George L. Ball,Bernard P. Zeigler,Richard Schlichting,Michael Marefat,D. Phillip Guertin
Ecological modeling covers many scales of resolution. Each process that we attempt to model must be considered in the context of its own spatial and temporal resolution. If the model involves a single process, the scales can be set accordingly. If multiple models are active in a simulation, the decision of what scale to use can effect either the accuracy of the models or result in severe penalties for computational efficiency. Successfully incorporating multiple scales of resolution, both temporal and spatial, requires some fundamental adjustments in the way modeling is approached. This paper discusses several aspects of handling temporal and spatial dynamics in a multi-scale system, including asynchronous timing; data handling; communication; and visualization.
Ecological simulation models have tended to be relatively simplistic. The complexity of the necessary algorithms and the required computing power are a couple of the factors that shape the design and implementation of a model. The modeler has to work, generally, within these constraints and others when deciding what will be included in the final product. The primary approach to modeling is what may be termed data driven design.
Data driven design attempts to construct a model using existing data. The alternative approach, model driven design, has the model being designed with the assumption that the data will be available. Either approach could result in the same answer, but the data driven approach is less flexible for use in other situations. The advantage, however, is to tailor the model to handle the currently available data.

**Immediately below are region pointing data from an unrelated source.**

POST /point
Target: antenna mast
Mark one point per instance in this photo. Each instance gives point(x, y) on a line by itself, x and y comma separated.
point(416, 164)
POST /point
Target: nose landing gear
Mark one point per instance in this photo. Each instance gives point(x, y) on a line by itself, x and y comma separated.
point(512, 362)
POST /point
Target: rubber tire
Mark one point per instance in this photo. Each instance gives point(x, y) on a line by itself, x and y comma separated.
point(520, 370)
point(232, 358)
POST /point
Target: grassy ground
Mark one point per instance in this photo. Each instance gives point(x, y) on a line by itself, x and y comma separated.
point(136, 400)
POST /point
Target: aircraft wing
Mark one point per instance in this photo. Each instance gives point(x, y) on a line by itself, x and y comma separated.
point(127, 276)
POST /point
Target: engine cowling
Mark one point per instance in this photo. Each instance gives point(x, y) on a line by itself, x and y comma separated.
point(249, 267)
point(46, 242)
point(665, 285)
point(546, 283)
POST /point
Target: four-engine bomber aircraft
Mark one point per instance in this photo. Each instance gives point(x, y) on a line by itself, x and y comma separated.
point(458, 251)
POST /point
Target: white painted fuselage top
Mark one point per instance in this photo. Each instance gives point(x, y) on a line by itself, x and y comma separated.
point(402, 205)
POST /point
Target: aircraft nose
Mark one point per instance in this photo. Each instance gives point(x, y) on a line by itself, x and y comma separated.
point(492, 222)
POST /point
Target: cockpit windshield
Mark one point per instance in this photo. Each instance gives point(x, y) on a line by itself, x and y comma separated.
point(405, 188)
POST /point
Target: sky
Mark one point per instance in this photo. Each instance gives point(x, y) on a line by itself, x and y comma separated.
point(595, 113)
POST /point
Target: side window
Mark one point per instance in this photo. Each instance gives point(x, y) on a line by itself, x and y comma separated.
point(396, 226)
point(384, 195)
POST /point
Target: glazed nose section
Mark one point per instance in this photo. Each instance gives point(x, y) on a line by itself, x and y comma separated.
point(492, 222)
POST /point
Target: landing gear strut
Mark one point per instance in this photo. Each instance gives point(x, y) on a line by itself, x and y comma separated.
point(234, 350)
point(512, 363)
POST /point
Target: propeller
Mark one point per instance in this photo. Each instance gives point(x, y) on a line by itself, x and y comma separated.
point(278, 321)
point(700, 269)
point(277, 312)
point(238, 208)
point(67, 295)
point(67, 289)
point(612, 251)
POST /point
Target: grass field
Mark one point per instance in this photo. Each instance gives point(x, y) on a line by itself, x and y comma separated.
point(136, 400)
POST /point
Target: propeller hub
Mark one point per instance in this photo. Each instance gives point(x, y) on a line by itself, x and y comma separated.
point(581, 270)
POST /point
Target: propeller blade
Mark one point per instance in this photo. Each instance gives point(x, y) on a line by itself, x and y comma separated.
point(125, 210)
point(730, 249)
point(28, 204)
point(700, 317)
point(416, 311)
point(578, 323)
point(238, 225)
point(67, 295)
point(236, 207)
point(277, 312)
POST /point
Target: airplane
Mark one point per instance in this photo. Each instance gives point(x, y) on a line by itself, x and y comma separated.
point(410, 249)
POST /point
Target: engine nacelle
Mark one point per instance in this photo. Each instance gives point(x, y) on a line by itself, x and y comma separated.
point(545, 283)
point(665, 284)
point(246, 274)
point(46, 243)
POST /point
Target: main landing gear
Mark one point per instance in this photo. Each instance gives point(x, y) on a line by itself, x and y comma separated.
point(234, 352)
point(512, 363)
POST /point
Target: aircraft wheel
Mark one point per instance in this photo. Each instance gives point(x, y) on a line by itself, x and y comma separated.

The modeling process becomes even more difficult if we begin to consider multiple interacting models. The tendency to simplify also extends to the choice of examining only one process at a time. Modeling landscape change will require more than a single model unless the major assumption is that no other process has any significant effect (Costanza, this proceeding). There are many examples of this sort of model (e.g. curve numbers for rainfall runoff). Anyone who has had to spend time calibrating one of these models will realize there are other significant factors at work. The goal is to increase the validity of the simulation by incorporating multiple models. As we try to achieve our goal, we find that various tasks in model construction tend to work against us.
In addition to the original data used to drive the simulation, we must also contend with the self-generated data from each model. Each of the various model within a simulation will require storage space for intermediate data as well as output data. With a true dynamic system, the models might also update data in the original "corporate" database. Before we look at possible solutions, we first need to examine what is required to model natural processes.
Natural processes all have two characteristics which must be kept in mind when trying to build a model. The first characteristic is time. All processes proceed at a measurable time interval. The second characteristic is space. All processes have a region of influence.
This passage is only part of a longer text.